Yukarıda arz ve izah edildiği üzere suçüstü halinde Cumhuriyet savcısının önce şifai daha sonra bu emri onaylayan yazılı talimatları sonucu suça konu uyuşturucu madde elde edildiğinden, elde edilen delillerinde hukuka uygun olarak kabul edilmesi ve sanıklara verilen mahkumiyet hükmünün onanması istenmiştir.
C)CUMHURİYET BAŞSAVCISININ İTİRAZIYLA İLGİLİ YASA HÜKÜMLERİ:
1- 5271 sayılı Ceza Muhakemesi Kanunu"nun 308. maddesi:
(1) Yargıtay ceza dairelerinden birinin kararına karşı Yargıtay Cumhuriyet Başsavcısı, resen veya istem üzerine, ilâmın kendisine verildiği tarihten itibaren otuz gün içinde Ceza Genel Kurulu"na itiraz edebilir.

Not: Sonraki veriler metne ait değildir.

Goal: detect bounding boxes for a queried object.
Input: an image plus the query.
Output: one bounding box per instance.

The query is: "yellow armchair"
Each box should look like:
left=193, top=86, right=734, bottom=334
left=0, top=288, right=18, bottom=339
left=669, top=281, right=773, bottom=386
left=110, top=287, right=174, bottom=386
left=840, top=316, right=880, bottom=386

Sanığın lehine itirazda süre aranmaz.
(2) (05.07.2012 tarihli Resmî Gazete"de yayımlanan 6352 sayılı Kanun"la eklenen fıkra) İtiraz üzerine dosya, kararına itiraz edilen daireye gönderilir.
(3) (05.07.2012 tarihli Resmî Gazete"de yayımlanan 6352 sayılı Kanun"la eklenen fıkra) Daire, mümkün olan en kısa sürede itirazı inceler ve yerinde görürse kararını düzeltir; görmezse dosyayı Yargıtay Ceza Genel Kurulu"na gönderir.
2- 5320 sayılı Ceza Muhakemesi Kanunu"nun Yürürlük ve Uygulama Şekli Hakkında Kanun"un geçici 5. maddesi (05.07.2012 tarihli Resmî Gazete"de yayımlanan 6352 sayılı Kanun"la eklenen):
(1) Ceza Muhakemesi Kanunu"nun 308. maddesinde yapılan değişiklikler, bu kanunun yayımı tarihinde Yargıtay Ceza Genel Kurulu"nda bulunan ve henüz karara bağlanmamış dosyalar hakkında da uygulanır.
D) İTİRAZIN VE KONUNUN İRDELENMESİ:
Dairemizin itiraza konu olan kararının, itiraz yazısında ileri sürülen tüm nedenler tartışılıp değerlendirilerek verildiği ve kararda bir yanlışlık bulunmadığı anlaşıldığından, Yargıtay Cumhuriyet Başsavcılığı"nın itirazı yerinde görülmemiştir.
İtirazın incelenmesi için dosyanın Yargıtay Ceza Genel Kurulu"na gönderilmesine karar vermek gerekmektedir.
E) KARAR: Açıklanan nedenlerle;
1- Yargıtay Cumhuriyet Başsavcılığı"nın itirazının yerinde görülmediğine,
2- 5271 sayılı CMK"nın 308. maddesinin ikinci fıkrası uyarınca, itirazın incelenmesi için dosyanın Yargıtay Ceza Genel Kurulu"na GÖNDERİLMESİNE,
12/04/2016 tarihinde, oybirliğiyle karar verildi.